The difficulty of training large-scale neural models effectively and efficiently has long been a thorn in the side of deep learning practitioners. Winton’s recent contribution to TensorFlow helps researchers apply weight normalization to address this problem.
One interest of Winton’s Natural Language Patterns team is building language models based on recurrent neural networks (RNNs). Typically, these models are trained on a large number of examples, and they require multiple days of training time. Training such models is known to be difficult and often requires serious trade-offs as well as dexterous - if not laborious - tuning of the training algorithm. We have found that employing the weight normalization technique developed at OpenAI Research is a promising way to tackle this problem. Since it has recently become a default configuration for Winton, we have contributed our implementation to the open-source machine learning framework TensorFlow.
The Neural Network Training Problem
As datasets increase in size and complexity, the need for more powerful models has become paramount. This demand has only been fuelled by recent technological advances that have provided researchers with almost unlimited computational resources. Much hope lies in large-scale neural models, given their potential to solve a large variety of tasks. The catch is that they are notoriously difficult to train.
Recent innovations in the training of neural network algorithms have lagged innovations in model architectures, which has arguably slowed the development of the field of deep learning as a whole. Despite the recent theoretical advances and the immense computing power at our disposal, developing better optimization algorithms remains an active area of research. Indeed, Ian Goodfellow notes in his deep learning book:
It is quite common to invest days to months of time on hundreds of machines to solve even a single instance of the neural network training problem.Neural models, and data-driven models in general, generate outputs by combining their inputs with a set of parameters stored in the model. The models must be first “trained” by tuning their internal parameters to fit a set of given input-output pairs. Training is performed in an iterative manner: tweaking each of the model’s parameters by a small amount produces an effect on the output that is then observed, and the model parameters are then updated based on that observation.
Model parameters are refined in this manner until the model’s outputs are sufficiently close to the desired outputs. This iterative training procedure is formulated mathematically as minimization of a loss function representing the discrepancy between the outputs of the model and the desired outputs.
One of the issues that makes optimization of neural models difficult is the problem of “ill-conditioning”. An optimization problem is said to be ill-conditioned if the quantity to be optimized (the loss function above) exhibits extremely different sensitivities across its different tunable parameters. As an analogy, consider a (toy) model that takes as inputs a set of country-specific market indices and attempts to predict a global market indicator such as the MSCI World index.
It is conceivable in this particular example that the world market index might be affected more strongly by market index of the United States, but not so much by that of Peru. This would cause the model parameters associated with the input United States to become extremely sensitive towards the output, while those associated with Peru to remain extremely inconsequential. For such ill-conditioned problems, optimization algorithms tend to make a large number of spurious updates to the model parameters without any significant improvement in the quality of the model, thereby increasing the training time.

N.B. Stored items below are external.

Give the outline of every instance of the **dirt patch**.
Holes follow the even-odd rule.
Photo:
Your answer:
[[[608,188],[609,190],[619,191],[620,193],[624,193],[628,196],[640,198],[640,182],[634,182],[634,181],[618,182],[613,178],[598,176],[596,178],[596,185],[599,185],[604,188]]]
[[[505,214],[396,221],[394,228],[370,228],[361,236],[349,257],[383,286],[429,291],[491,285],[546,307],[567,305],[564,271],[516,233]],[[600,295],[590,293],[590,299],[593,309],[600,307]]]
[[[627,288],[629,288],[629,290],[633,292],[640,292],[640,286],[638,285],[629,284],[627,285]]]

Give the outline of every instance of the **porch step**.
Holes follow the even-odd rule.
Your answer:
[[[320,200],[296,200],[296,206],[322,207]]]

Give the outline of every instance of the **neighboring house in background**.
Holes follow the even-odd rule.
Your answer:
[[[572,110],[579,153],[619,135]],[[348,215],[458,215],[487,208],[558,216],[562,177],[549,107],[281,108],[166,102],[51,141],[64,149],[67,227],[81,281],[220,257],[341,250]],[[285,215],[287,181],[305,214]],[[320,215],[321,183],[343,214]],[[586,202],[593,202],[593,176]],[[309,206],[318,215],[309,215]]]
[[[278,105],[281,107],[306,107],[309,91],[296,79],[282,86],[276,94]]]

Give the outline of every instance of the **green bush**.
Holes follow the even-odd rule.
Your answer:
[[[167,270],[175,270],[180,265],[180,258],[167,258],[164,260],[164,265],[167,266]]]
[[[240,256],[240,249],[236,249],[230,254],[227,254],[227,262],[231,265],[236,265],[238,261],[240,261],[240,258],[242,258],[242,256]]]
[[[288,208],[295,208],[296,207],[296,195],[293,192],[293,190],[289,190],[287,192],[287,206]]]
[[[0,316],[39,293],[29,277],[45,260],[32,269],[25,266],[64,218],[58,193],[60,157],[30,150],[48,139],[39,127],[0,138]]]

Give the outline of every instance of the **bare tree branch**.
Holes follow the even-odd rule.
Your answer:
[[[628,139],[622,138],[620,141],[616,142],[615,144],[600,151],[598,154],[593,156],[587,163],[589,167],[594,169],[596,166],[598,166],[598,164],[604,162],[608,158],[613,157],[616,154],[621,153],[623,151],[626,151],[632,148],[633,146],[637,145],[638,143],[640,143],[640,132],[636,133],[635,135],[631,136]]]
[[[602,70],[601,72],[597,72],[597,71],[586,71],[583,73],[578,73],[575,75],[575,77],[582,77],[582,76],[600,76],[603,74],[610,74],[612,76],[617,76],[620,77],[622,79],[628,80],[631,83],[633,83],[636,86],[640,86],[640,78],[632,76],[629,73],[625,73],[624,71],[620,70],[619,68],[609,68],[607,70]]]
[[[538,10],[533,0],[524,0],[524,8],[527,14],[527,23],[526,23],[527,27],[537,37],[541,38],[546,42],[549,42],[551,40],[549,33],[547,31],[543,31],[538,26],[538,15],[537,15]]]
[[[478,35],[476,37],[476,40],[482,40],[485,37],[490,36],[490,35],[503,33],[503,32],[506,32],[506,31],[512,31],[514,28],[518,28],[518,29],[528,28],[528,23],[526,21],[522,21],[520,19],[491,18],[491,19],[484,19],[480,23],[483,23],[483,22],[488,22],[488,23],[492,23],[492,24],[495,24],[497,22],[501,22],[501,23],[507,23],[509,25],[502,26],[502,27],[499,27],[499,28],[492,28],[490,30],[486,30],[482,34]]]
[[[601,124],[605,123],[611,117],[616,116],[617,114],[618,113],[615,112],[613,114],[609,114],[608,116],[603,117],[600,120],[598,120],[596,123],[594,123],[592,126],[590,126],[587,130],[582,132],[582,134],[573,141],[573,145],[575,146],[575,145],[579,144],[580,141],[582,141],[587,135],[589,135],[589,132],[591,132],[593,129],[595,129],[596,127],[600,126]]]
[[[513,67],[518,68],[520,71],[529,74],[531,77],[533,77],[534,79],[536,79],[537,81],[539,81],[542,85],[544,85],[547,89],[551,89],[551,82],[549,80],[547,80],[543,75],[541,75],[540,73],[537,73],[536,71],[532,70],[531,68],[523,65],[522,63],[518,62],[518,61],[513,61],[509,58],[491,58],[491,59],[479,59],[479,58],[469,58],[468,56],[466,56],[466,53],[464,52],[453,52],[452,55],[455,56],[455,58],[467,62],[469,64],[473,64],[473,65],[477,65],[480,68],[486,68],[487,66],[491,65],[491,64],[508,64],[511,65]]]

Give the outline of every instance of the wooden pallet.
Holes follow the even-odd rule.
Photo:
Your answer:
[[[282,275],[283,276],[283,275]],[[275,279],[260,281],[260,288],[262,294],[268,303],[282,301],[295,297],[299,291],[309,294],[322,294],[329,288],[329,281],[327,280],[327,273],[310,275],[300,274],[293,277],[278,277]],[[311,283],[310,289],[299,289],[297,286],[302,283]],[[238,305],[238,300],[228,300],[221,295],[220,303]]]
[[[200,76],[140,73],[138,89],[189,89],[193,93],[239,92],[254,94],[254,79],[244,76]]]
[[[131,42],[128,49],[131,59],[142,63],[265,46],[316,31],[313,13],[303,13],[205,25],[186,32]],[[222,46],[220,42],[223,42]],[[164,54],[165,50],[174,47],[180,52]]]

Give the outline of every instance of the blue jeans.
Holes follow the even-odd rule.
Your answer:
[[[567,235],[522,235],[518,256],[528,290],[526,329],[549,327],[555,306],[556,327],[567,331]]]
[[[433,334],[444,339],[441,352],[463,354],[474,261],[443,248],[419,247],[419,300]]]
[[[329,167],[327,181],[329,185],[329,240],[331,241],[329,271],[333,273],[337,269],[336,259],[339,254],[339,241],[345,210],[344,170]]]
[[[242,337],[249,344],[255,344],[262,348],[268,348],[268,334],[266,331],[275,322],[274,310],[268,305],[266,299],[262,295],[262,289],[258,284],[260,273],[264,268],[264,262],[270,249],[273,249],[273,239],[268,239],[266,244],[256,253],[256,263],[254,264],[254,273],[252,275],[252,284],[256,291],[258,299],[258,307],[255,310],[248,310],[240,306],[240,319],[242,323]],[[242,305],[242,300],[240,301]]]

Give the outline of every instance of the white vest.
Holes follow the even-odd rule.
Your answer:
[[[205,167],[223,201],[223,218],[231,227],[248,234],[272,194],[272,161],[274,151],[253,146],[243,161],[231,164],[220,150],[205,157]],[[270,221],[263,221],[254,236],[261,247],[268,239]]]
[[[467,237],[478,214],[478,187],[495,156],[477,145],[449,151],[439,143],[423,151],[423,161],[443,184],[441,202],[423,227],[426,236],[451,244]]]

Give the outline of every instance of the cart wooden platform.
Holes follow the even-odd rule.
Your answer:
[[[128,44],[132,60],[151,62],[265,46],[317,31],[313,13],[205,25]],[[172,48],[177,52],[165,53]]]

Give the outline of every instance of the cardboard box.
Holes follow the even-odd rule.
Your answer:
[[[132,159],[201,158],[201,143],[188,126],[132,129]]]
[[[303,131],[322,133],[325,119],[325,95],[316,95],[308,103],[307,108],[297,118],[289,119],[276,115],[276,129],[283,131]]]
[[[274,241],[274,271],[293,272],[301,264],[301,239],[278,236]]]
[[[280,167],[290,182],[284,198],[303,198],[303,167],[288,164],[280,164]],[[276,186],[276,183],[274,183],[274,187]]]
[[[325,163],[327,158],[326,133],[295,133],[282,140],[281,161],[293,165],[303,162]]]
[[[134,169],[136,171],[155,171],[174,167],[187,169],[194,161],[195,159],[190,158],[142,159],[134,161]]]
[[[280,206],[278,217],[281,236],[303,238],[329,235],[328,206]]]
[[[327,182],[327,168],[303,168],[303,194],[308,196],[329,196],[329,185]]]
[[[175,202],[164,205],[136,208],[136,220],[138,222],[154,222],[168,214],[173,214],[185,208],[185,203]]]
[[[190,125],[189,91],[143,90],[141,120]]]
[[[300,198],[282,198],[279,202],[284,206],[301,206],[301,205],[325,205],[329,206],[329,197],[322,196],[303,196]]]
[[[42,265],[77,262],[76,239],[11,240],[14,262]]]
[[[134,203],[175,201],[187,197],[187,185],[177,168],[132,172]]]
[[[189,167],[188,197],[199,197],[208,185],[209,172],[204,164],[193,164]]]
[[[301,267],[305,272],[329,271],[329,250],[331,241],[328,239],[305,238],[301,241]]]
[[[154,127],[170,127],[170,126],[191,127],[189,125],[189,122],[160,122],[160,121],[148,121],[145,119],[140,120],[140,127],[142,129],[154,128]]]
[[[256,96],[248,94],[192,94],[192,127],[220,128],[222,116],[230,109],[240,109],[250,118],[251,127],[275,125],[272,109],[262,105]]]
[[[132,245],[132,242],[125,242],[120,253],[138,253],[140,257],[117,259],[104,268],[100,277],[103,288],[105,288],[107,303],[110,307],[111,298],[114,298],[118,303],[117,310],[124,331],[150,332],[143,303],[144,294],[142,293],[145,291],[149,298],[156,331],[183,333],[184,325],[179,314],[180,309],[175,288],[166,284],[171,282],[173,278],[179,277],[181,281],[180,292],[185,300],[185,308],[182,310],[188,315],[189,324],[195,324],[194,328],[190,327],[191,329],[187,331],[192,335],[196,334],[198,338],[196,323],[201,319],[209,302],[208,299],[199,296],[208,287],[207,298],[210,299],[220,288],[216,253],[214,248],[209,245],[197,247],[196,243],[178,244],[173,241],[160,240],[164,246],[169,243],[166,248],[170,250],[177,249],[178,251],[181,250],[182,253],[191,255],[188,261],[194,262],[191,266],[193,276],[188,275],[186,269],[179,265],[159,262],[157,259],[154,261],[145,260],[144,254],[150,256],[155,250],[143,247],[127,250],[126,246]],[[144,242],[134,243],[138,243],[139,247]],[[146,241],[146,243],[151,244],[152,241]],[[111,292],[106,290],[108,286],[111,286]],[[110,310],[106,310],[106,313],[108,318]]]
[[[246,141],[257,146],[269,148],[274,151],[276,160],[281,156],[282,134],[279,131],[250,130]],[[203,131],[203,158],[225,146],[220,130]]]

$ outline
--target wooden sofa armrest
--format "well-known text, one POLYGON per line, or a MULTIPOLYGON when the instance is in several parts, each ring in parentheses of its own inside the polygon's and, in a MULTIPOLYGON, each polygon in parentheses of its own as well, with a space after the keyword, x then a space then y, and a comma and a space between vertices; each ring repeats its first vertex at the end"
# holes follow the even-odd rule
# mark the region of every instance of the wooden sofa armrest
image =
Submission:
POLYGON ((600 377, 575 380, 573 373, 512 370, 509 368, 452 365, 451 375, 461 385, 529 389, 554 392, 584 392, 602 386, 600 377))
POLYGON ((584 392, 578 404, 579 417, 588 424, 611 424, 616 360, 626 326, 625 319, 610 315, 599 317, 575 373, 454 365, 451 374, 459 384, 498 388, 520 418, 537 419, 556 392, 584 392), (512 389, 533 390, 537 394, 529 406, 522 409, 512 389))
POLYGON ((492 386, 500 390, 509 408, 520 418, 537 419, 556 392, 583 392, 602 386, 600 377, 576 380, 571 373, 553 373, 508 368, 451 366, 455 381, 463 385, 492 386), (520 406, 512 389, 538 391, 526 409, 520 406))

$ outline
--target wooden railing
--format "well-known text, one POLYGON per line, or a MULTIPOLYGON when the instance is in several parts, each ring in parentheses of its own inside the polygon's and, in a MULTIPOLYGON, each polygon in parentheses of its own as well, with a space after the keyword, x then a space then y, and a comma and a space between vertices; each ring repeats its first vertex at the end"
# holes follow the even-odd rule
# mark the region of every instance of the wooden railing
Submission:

Recent years have seen a considerable amount of focus on developing models which do not exhibit the aforementioned problem of ill-conditioning. The well known batch normalization and layer normalization methods in this category have been extremely successful, especially on image recognition problems.
Weight normalization developed at OpenAI is the most recent technique in this line of research. As the name suggests, it normalizes the parameter vectors in a model to unit-norm and introduces a separate scalar variable controlling the length of those vectors. The resulting optimization problem with the new parameters is shown by the authors to be better conditioned than the original one. The key insight behind their technique is to treat the direction and magnitude of the parameter vectors as separate variables. This provides the optimization algorithm with the flexibility to rotate the parameter vectors without affecting their respective magnitudes and vice versa.
Weight normalization applied to RNN-based language models can produce impressive empirical results:
Contribution to Open Source
In light of this result, we have come to the conclusion that weight normalization is an important ingredient in the efficient training of large-scale RNN models. Our implementation is now available in the latest release of TensorFlow v1.6. It is a drop-in replacement for the
LSTMCell class, currently widely used to implement recurrent architectures. To implement it in your existing TensorFlow code, replace:
cell = tf.contrib.rnn.LSTMCell(num_units)
cell = tf.contrib.rnn.WeightNormLSTMCell(num_units)
This will switch your model from a vanilla RNN to a weight-normalized RNN. All additional arguments taken by the
LSTMCell constructor are available identically in
In addition to addressing the problem of ill-conditioning, we believe that suitable reparameterization of neural models can be more generally useful. Winton’s Natural Language Patterns team is currently exploring simple reparameterization of existing models for text classification, with encouraging initial results. In pursuing this line of research, we hope to discover more reparameterization benefits, similar to what we have found with weight normalization.